RENO, Nev. - Sen. Richard Bryan is assuring gold producers in Nevada and around the world that Congress will block the Clinton administration's attempt to sell off international gold reserves to help some debt-laden poor countries.
"It requires congressional approval. It ain't going to happen," Bryan, D-Nev., said today from Washington.
Bryan, a senior member of the Senate Finance Committee, outlined the dim prospects for the International Monetary Fund gold sale during a confirmation hearing Thursday for Lawrence Summers, the current deputy Treasury Secretary.
Bryan intends to support President Clinton nomination of Summers for the top treasury job, but vowed to block any effort to sell off 10 million ounces of IMF gold reserves.
The selloff would devastate world gold markets already hovering around 20-year lows, and probably hurt the heavily indebted countries the IMF is trying to help, he predicted.
Not to mention harm miners in Nevada, which is the world's No. 3 gold producer behind South Africa and Australia. The state had a record output of 8.86 million ounces last year, worth $2.6 billion. But low prices have led to layoffs.
"The recent drop in the price of gold has caused the layoff of over 1,000 mining employees in the state of Nevada alone," Bryan said.
Other high-powered Senate opponents of the IMF gold sale include Minority Leader Tom Daschle, D-S.D., and Frank Murkowski, R-Alaska, chairman of the Energy and Natural Resources Committee.

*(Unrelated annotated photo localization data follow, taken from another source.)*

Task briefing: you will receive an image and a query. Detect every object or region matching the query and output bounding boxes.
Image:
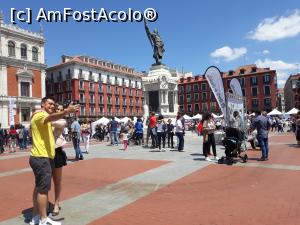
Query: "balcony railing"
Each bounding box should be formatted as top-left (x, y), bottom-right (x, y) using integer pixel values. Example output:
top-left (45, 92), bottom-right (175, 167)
top-left (107, 79), bottom-right (111, 84)
top-left (115, 80), bottom-right (119, 86)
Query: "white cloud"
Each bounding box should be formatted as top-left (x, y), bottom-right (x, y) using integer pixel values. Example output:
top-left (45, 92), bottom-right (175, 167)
top-left (255, 58), bottom-right (298, 86)
top-left (262, 50), bottom-right (270, 54)
top-left (210, 46), bottom-right (247, 61)
top-left (248, 9), bottom-right (300, 41)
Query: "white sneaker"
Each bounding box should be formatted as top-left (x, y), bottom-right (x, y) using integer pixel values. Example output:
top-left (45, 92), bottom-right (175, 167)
top-left (29, 215), bottom-right (40, 225)
top-left (214, 156), bottom-right (219, 160)
top-left (39, 217), bottom-right (61, 225)
top-left (205, 157), bottom-right (212, 162)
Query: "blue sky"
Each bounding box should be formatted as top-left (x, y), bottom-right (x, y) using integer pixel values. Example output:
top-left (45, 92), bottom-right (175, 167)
top-left (1, 0), bottom-right (300, 87)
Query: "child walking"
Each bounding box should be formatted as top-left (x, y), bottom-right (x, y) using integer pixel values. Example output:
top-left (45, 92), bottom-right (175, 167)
top-left (123, 130), bottom-right (129, 150)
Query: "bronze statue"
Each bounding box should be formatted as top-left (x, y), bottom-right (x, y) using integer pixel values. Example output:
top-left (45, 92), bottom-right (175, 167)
top-left (144, 19), bottom-right (165, 65)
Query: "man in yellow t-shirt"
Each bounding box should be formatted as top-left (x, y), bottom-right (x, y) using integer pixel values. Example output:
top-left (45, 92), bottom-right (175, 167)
top-left (29, 97), bottom-right (79, 225)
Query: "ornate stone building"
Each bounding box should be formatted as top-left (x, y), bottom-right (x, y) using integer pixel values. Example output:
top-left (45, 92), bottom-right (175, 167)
top-left (142, 65), bottom-right (179, 117)
top-left (0, 15), bottom-right (46, 128)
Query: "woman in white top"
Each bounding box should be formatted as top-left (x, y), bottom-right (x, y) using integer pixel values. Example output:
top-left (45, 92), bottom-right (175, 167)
top-left (81, 121), bottom-right (90, 154)
top-left (51, 104), bottom-right (68, 216)
top-left (202, 112), bottom-right (218, 161)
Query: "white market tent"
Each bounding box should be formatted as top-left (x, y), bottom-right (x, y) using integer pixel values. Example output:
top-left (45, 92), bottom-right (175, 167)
top-left (192, 114), bottom-right (202, 120)
top-left (286, 108), bottom-right (299, 115)
top-left (267, 109), bottom-right (283, 116)
top-left (183, 114), bottom-right (192, 120)
top-left (91, 117), bottom-right (110, 134)
top-left (120, 117), bottom-right (130, 123)
top-left (114, 117), bottom-right (121, 122)
top-left (212, 113), bottom-right (224, 118)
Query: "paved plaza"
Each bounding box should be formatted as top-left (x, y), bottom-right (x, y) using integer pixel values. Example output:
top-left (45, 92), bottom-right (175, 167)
top-left (0, 132), bottom-right (299, 225)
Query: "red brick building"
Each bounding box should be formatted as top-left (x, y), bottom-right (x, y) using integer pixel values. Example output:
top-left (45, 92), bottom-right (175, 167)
top-left (284, 74), bottom-right (300, 111)
top-left (46, 55), bottom-right (144, 120)
top-left (178, 65), bottom-right (277, 115)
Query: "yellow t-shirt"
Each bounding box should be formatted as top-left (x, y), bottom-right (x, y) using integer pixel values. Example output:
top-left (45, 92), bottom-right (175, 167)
top-left (30, 111), bottom-right (55, 159)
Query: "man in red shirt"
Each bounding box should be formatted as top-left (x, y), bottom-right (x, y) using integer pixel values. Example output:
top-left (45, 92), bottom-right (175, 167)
top-left (149, 112), bottom-right (158, 148)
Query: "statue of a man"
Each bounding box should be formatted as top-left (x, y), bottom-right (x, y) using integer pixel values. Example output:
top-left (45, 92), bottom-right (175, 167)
top-left (144, 19), bottom-right (165, 65)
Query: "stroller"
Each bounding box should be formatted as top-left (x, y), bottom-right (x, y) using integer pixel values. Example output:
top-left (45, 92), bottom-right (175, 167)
top-left (218, 127), bottom-right (248, 165)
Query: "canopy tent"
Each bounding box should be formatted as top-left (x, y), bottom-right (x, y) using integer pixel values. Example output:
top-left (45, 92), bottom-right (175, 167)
top-left (286, 108), bottom-right (299, 115)
top-left (114, 117), bottom-right (121, 122)
top-left (192, 114), bottom-right (202, 120)
top-left (212, 113), bottom-right (224, 118)
top-left (267, 109), bottom-right (283, 116)
top-left (91, 117), bottom-right (110, 135)
top-left (183, 114), bottom-right (192, 120)
top-left (120, 117), bottom-right (130, 123)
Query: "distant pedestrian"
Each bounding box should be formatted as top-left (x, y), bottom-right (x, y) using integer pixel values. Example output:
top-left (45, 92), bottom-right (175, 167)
top-left (251, 111), bottom-right (272, 161)
top-left (149, 112), bottom-right (158, 148)
top-left (71, 117), bottom-right (83, 160)
top-left (296, 111), bottom-right (300, 145)
top-left (81, 120), bottom-right (90, 154)
top-left (9, 125), bottom-right (17, 153)
top-left (0, 123), bottom-right (4, 153)
top-left (167, 119), bottom-right (174, 148)
top-left (134, 118), bottom-right (144, 145)
top-left (156, 115), bottom-right (167, 151)
top-left (123, 130), bottom-right (129, 150)
top-left (202, 112), bottom-right (218, 161)
top-left (109, 117), bottom-right (118, 145)
top-left (175, 112), bottom-right (185, 152)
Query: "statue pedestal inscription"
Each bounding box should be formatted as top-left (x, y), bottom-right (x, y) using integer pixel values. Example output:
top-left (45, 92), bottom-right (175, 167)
top-left (142, 65), bottom-right (179, 118)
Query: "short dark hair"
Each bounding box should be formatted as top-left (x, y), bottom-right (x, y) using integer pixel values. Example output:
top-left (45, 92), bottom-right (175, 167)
top-left (41, 97), bottom-right (55, 105)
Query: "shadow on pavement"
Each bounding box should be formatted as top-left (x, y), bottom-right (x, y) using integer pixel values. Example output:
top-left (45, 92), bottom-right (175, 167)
top-left (190, 153), bottom-right (202, 156)
top-left (21, 207), bottom-right (33, 223)
top-left (286, 144), bottom-right (300, 148)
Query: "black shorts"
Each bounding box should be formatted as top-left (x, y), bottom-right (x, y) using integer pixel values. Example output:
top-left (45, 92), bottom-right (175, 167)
top-left (29, 156), bottom-right (54, 194)
top-left (54, 147), bottom-right (67, 168)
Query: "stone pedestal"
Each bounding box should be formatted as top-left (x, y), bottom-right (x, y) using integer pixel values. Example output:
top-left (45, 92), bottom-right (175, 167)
top-left (142, 65), bottom-right (179, 118)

A White House spokeswoman said today there was no immediate response to Bryan's assurances that Congress would reject the sale.
The plan to sell the gold is intended to raise money for 41 poor countries included in the IMF's Heavily-Indebted Poor Countries Initiative (HIPC).
Those 41 countries have a combined debt of $220 billion, Bryan said. Of the 41, at least 14 produce a significant amount of gold. As a result in the decline in the price of gold, they have lost $150 million in export earnings, he said.
"Not only do you create turbulence in the domestic gold-producing market, you accomplish very, very little for the countries you are trying to help," Bryan said in the telephone interview today.
"I'm not unsympathetic to what they are trying to do. But in effect, you disrupt a whole industry in the process. It just doesn't make sense to me," he said.
Gold prices have been hovering the last week around $260 a troy ounce - the most depressed level since Jimmy Carter was in the White House - and closed Thursday at $259.30 on the New York Mercantile Exchange.
The metal had been trading for $270 just two weeks earlier.
Summers wouldn't say during the hearing Thursday whether the administration would reverse course on the proposed sale. But Bryan thinks he got the message.
"This is my third conversation with Summers," the senator said. "I just wanted to send a shot across the bow. This ain't going to happen."